Fig. 6: Proposed model of the innate responses associated with COVID-19 severity.

Our longitudinal study of the innate responses by ex-vivo stimulation of PBMCs from COVID-19 patients, and across distinct disease severities (i.e., mild/asymptomatic versus severe COVID-19 and healthy donors, as reference) highlighted the following proposed model. pDCs from mild/asymptomatic patients and healthy donors (in purple) robustly produce IFN-I/λ upon cell contact with SARS-CoV-2-infected cells (upper panel). As opposed, pDCs from severe patients (in red) produce IFN-I/λ in absence of ex vivo stimulation, but fail to be activated by contact with SARS-CoV-2-infected cells (lower panel).
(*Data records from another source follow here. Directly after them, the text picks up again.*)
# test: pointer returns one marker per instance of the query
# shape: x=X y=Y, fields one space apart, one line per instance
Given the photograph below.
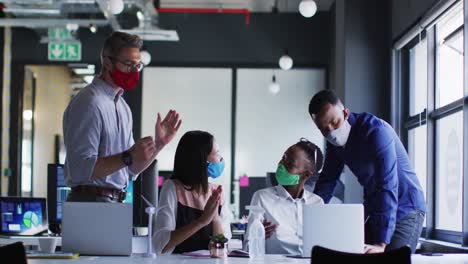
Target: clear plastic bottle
x=256 y=232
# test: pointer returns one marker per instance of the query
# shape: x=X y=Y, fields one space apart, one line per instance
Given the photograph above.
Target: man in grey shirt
x=102 y=156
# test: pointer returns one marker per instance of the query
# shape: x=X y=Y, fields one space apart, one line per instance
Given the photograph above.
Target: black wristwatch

This non-responsive/exhausted state of pDCs in severe COVID-19 patients is associated with an elevated level of pro-inflammatory cytokines (here represented by IL-6, red round symbols) that are most likely produced by the HLA-DR⁺CD14⁺ monocytes. As shown on the zoomed view of the contact site (right panel, at the top), the short-range sensing of SARS-CoV-2-infected cells by pDCs requires cell contact mediated by adhesion complexes, identified as α_Lβ₂ integrin and ICAM-1. This triggers TLR7-induced signaling via IRF7 leading to an IFN-I/λ-prioritized response while leaving inactive the NF-κB-mediated signaling.